Mesela TBMM'de bir insan hakları komisyonu yoktu. Geçen dönemde TBMM İnsan haklarını İnceleme Komisyonu kuruldu. Hem de güçlü bir biçimde. Diğer komisyonlar iç tüzükle kurulurken bu komisyon bir kanunla kuruldu.

İnsan hakları bilincinin yerleştirilmesi için il ve ilçelerde insan hakları kurulları oluşturulmuştu. Kurulların isimleri ve amaçları çok güzeldi cazipti ancak kuruluş biçimleri ve çalışma yöntemleri dönemin özelliklerini taşıyordu. Geçen dönemde kurulan il ve ilçe insan hakları kurulları emniyet müdürü, jandarma komutanı, sağlık müdürü, milli eğitim müdürü gibi ildeki bürokratlardan oluşuyor göstermelik olarak birkaç tane de sivil toplum örgütü mensubuna yer veriliyordu. Yani adam her hangi bir karakolda karşılaştığı insan hakkı ihlalini o karakolun amirinin da bulunduğu insan hakları kuruluna şikayet etmesi gerekiyordu ki kurul, insan hakları kurulu olmaktan ziyade bürokrat hakları kurulu görünümü veriyordu. Bu sebeple de bazı sivil toplum örgütleri bu kurulları boykot etmişlerdi.

Hoş vatandaş da bu kurulların yapısını bildiği için bir şey çıkmayacağı düşüncesiyle pek rağbet etmemişti müracaat sayısı çok azdı. Bir çok il ve ilçede kurul sadece kağıt üzerinde vardı.

Ben iki dönemdir TBMM İnsan haklarını İnceleme Komisyonu üyeliği yapıyorum. Bu dönemde bizim ısrarlı ikazlarımız sonucunda, kurul üyelerinin tamamı sivil toplum örgütü üyelerinden oluşturulacak biçimde köklü bir değişiklik yapıldı.

Geçen hafta TBMM bu konuda çok önemli bir adım daha attı.. "idarenin her türlü eylem ve işlemleri ile tutum ve davranışlarını; adalet anlayışı içinde, insan haklarına saygı, hukuka ve hakkaniyete uygunluk yönlerinden incelemek, araştırmak ve idareye önerilerde bulunmak üzere kamu denetçiliği kurumunu" oluşturacak bir tasarıyı kanunlaştırdı. Böylece halkın idareden kaynaklanan şikayetlerini en aza indirecek bir yönetim anlayışının kurum olarak yerleştirilmesinin kanuni alt yapısını hazırlamıştır.

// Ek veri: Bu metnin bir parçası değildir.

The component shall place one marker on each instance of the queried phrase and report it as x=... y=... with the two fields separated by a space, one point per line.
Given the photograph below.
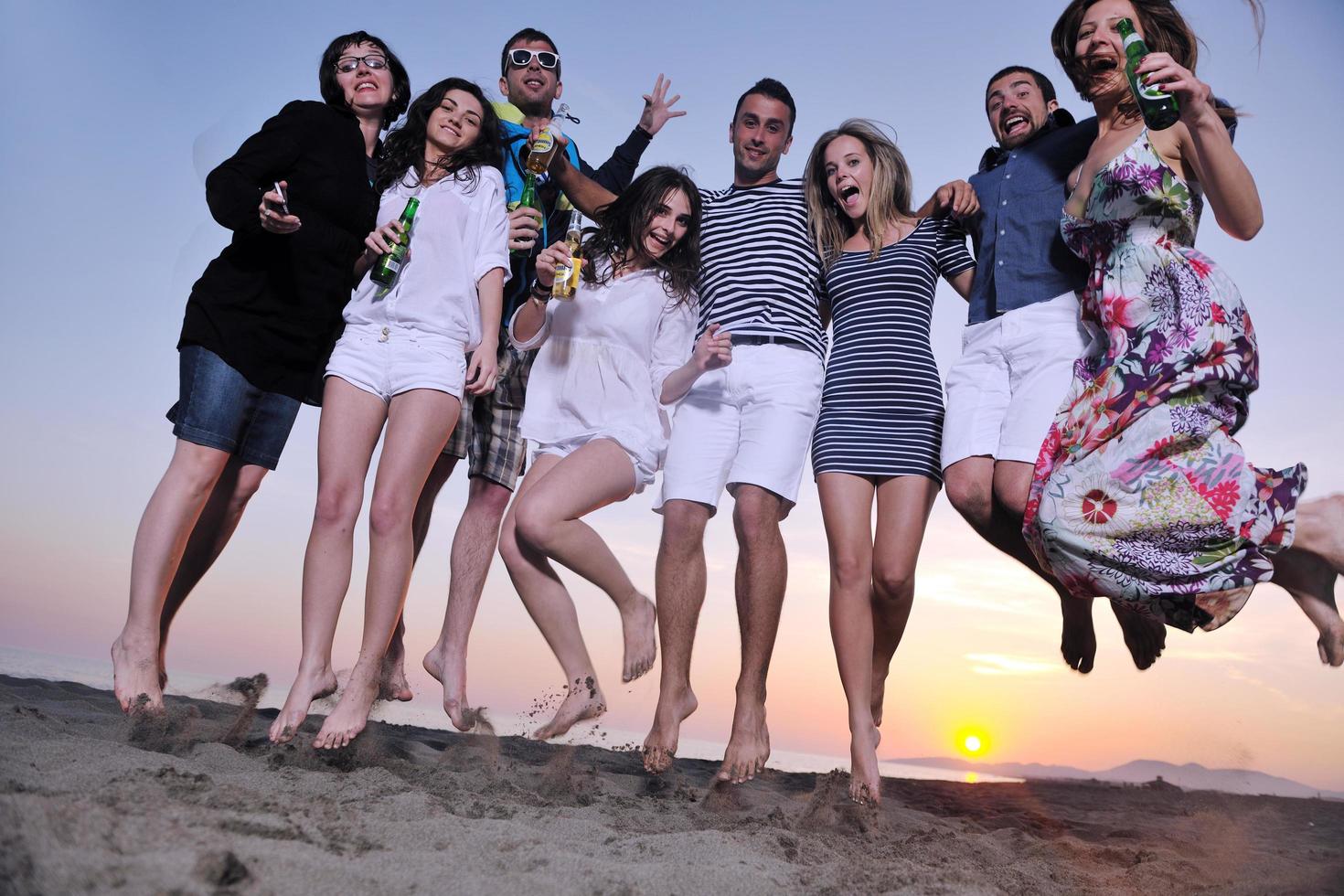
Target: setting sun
x=972 y=741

0Geçen hafta kabul edilen yasayla, artık zaman zaman toplanan bir kurul değil genel sekreterliği bulunan uzmanları bulunan kalıcı bir kurum ortaya çıkmıştır. Kamu Denetçiliği Kurumu.

Kurumun başı olan başdenetçi ve denetçiler 5 yıllığına TBMM tarafından seçilecek. Tam anlamıyla bağımsız olacak. Kanuna göre, hiçbir organ, makam, merci ve kişi başdenetçiye ve denetçilere görevleriyle ilgili olarak emir ve talimat, tavsiye ve telkinlerde bulunamayacak.

Vatandaş valilikler ve kaymakamlıklar aracılığıyla kuruma başvurabileceği gibi internet aracılığıyla doğrudan da başvuruda bulunabilecek. Kurumun inceleme araştırma konusunda ilgililerden istediği bilgi ve belge tebliğ tarihinden itibaren 30 gün içinde kuruma verilmesi mecburidir. Vermeyenler hakkında başdenetçi veya denetçilerin talebi üzerine ilgili merci disiplin soruşturması açacak.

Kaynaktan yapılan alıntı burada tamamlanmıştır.